I have been snapping scans of my LP record jackets, making a fast digital notebook of the one remaining milk-crate of records that I sill had in vinyl, music that I might want to find again. And this scanning was a quick way to create a list that I could check against the library in my Mac Pro, to see what I’ve already replaced.
But, the 600 cassettes, (down from 700 :-/ ) mix tapes and all, turned out to be another matter.
I pulled them out of the bottom of the closet, and began to scan in the song lists and tape titles. By the time I did a couple hundred of these, I was trembling, hyperventilating, and getting ready to cry. My brother and sister made many of those tapes for me, and I made many tapes for their collections. When one of us bought a new LP, we immediately taped it for the others. I was stopped in my digitizing-and-tossing-out tracks, when I considered the many, many hours--the absolute labor of love that went into the task of neatly writing out the song titles on those impossibly tiny lines! I realized, that while I could replace the whole albums with digital downloads from the Apple Store, or on CD’s, those mix tapes were, in fact, irreplaceable.

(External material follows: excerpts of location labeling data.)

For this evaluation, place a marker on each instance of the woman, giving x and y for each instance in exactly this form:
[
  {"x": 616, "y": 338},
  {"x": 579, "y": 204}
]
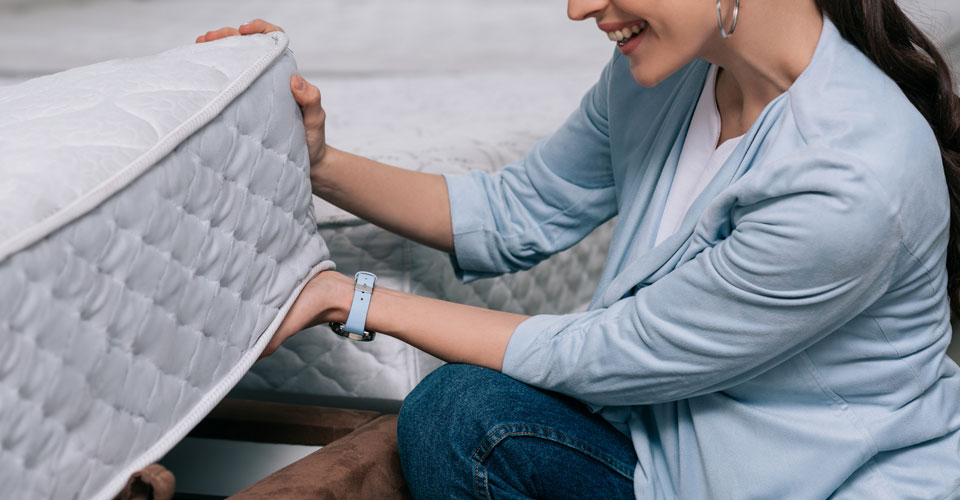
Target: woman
[{"x": 774, "y": 313}]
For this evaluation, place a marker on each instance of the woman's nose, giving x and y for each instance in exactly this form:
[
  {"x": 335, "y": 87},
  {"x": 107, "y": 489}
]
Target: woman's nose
[{"x": 578, "y": 10}]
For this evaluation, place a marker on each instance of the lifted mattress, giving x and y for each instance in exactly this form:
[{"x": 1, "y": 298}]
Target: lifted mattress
[{"x": 155, "y": 225}]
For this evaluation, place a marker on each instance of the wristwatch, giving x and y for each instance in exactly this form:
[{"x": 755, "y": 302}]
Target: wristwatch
[{"x": 355, "y": 327}]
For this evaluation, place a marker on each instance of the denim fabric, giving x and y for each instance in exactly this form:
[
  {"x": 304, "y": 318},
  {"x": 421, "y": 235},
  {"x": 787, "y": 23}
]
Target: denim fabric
[
  {"x": 471, "y": 432},
  {"x": 795, "y": 325}
]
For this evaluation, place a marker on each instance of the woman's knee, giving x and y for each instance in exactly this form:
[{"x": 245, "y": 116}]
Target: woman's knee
[{"x": 435, "y": 449}]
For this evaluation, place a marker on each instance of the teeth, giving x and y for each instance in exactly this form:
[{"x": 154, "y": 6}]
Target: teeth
[{"x": 626, "y": 33}]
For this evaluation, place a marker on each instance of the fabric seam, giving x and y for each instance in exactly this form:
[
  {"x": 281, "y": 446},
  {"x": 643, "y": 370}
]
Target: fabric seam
[{"x": 92, "y": 198}]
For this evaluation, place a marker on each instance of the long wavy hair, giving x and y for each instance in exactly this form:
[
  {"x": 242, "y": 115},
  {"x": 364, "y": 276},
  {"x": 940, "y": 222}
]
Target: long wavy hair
[{"x": 881, "y": 30}]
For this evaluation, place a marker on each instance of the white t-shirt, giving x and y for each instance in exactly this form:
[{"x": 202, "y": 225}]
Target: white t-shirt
[{"x": 700, "y": 159}]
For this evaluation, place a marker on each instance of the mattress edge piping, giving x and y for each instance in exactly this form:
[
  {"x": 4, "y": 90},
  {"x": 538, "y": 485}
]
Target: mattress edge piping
[{"x": 124, "y": 176}]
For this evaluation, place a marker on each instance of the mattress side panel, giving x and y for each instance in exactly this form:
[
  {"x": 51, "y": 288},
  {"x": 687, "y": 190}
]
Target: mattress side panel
[{"x": 117, "y": 326}]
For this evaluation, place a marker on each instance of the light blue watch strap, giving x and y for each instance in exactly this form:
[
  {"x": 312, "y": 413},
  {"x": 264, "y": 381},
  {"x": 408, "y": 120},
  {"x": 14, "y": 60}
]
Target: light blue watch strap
[{"x": 362, "y": 291}]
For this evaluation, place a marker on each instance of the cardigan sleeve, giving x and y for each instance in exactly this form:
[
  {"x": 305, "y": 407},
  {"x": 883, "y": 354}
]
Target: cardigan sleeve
[
  {"x": 809, "y": 248},
  {"x": 540, "y": 205}
]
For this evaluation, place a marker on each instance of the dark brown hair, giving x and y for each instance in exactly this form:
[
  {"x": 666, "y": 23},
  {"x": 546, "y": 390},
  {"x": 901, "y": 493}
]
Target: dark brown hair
[{"x": 881, "y": 30}]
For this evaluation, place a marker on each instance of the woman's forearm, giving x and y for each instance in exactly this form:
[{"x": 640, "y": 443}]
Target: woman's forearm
[
  {"x": 453, "y": 332},
  {"x": 412, "y": 204}
]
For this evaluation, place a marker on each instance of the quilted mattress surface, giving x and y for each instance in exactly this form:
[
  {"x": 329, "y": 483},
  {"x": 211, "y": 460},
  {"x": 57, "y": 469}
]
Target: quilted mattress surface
[
  {"x": 447, "y": 124},
  {"x": 155, "y": 225}
]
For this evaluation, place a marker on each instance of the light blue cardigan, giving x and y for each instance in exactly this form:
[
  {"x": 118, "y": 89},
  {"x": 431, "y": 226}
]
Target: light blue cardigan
[{"x": 789, "y": 341}]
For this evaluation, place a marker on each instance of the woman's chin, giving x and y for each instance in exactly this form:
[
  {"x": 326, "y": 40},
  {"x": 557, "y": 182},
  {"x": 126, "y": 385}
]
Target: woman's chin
[{"x": 645, "y": 77}]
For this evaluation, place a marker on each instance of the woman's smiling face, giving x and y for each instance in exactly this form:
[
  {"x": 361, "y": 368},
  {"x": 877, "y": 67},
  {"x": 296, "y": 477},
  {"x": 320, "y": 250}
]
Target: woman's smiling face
[{"x": 658, "y": 37}]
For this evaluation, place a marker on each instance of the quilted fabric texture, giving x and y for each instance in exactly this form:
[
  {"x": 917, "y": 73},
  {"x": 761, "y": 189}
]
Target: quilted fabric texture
[
  {"x": 317, "y": 363},
  {"x": 125, "y": 323}
]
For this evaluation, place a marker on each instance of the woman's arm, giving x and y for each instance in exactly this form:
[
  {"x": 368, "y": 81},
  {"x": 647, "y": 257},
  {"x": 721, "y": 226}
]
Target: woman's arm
[{"x": 452, "y": 332}]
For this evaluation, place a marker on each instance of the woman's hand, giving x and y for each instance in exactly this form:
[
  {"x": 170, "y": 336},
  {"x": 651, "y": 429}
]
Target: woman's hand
[
  {"x": 325, "y": 298},
  {"x": 306, "y": 95}
]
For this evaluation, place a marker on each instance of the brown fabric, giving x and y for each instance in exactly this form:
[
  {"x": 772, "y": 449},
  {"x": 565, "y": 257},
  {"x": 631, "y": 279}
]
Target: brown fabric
[
  {"x": 362, "y": 465},
  {"x": 152, "y": 483},
  {"x": 264, "y": 422}
]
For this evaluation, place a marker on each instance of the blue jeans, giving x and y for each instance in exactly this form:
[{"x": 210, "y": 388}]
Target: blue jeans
[{"x": 471, "y": 432}]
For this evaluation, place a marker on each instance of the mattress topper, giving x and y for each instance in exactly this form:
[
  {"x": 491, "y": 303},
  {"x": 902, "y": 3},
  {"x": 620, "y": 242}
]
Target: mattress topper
[{"x": 101, "y": 126}]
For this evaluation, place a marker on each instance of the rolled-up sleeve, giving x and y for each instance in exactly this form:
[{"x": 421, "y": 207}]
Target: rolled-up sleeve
[
  {"x": 810, "y": 247},
  {"x": 545, "y": 203}
]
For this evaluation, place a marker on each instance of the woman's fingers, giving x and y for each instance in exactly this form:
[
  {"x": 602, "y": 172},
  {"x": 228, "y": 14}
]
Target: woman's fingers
[
  {"x": 308, "y": 97},
  {"x": 258, "y": 26},
  {"x": 217, "y": 34},
  {"x": 255, "y": 26}
]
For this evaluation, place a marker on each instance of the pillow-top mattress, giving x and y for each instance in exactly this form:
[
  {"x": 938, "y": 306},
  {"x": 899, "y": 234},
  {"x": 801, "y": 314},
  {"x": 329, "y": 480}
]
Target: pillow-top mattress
[
  {"x": 156, "y": 224},
  {"x": 449, "y": 124}
]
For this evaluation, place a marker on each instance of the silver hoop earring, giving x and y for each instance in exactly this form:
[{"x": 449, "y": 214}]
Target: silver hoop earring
[{"x": 736, "y": 14}]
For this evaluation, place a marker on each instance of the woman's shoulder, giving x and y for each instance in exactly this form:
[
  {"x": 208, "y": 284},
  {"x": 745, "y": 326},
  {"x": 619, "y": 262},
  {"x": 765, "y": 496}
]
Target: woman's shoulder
[{"x": 843, "y": 101}]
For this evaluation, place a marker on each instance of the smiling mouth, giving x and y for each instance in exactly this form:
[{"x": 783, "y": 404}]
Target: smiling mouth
[{"x": 626, "y": 34}]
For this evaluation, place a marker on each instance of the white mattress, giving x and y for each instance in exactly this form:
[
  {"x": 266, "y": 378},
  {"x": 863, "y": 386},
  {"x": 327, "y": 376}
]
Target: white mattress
[
  {"x": 386, "y": 118},
  {"x": 155, "y": 225}
]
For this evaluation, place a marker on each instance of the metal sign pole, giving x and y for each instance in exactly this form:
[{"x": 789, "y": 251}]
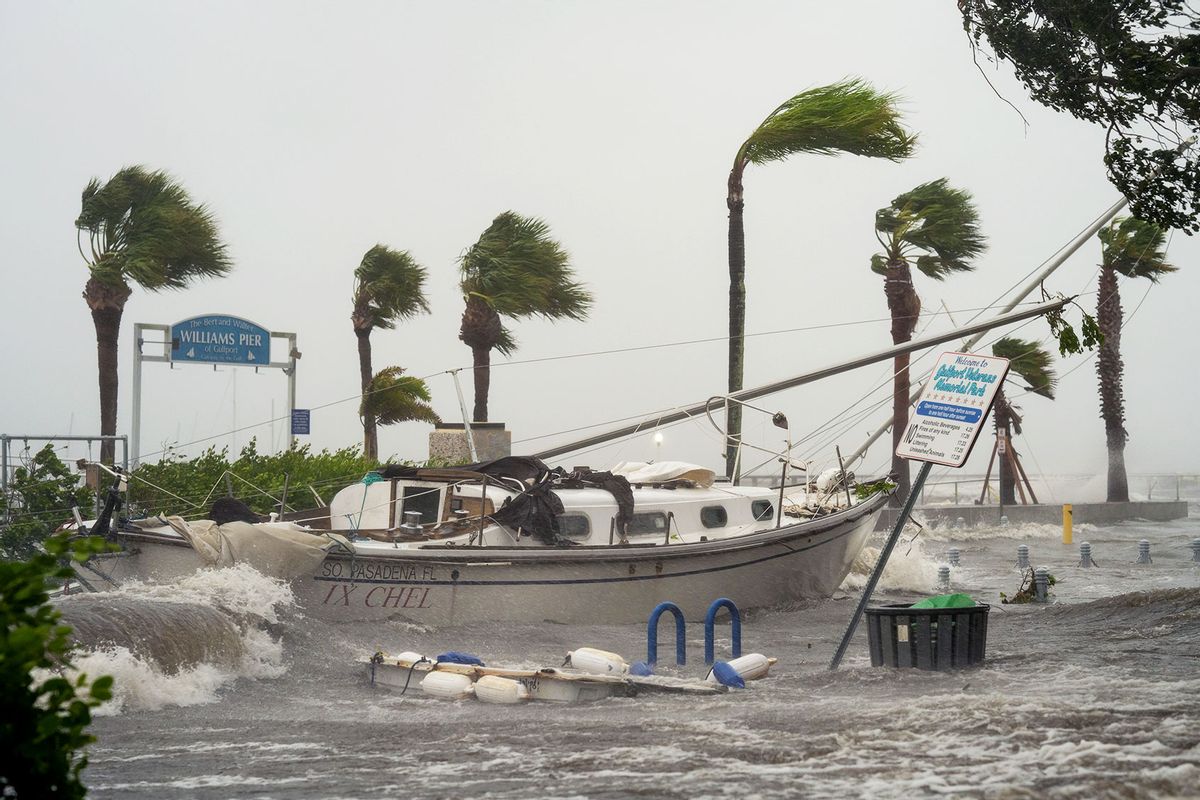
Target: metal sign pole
[
  {"x": 882, "y": 563},
  {"x": 136, "y": 422}
]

I called my brother, Ed, and pulled him away from his work day to talk me down. In that moment, it all caught up to me, I felt like I was throwing my whole life away, and this collection of music, that honestly hadn’t been played in this format for many years, was something I just could not part with. He listened, and was very kind. Then, he told me of a device, that looks like a walk-man cassette player, but with a USB jack, that plugs directly into your computer or tablet or iPod, and converts the old analogue tapes into mp 3’s. It's a good thing too, because, by my totally scientific random sampling, six cassette tapes in their sturdy boxes weigh one pound, x 600 tapes, um, that's 100 pounds of plastic. That's weight, I just can not afford to add to my RV.
InnoLife USB Handy Portable Cassette to MP3 Digital Converter Tape-to-MP3 format for ipod, ipad, Smartphone, Tablet, PC, Mp3 Player Mac or Windows, with Headphones. (Catchy name, that.)
My "handy" converter arrives tomorrow, and I will begin the process of digitizing those old tapes. And, for sure, I'll use Scannable to shoot the song lists. Then, I can put all this plastic out on the street in boxes, where the denizens of my fine city will free-cycle it--perhaps mocking, or maybe appreciating our musical tastes.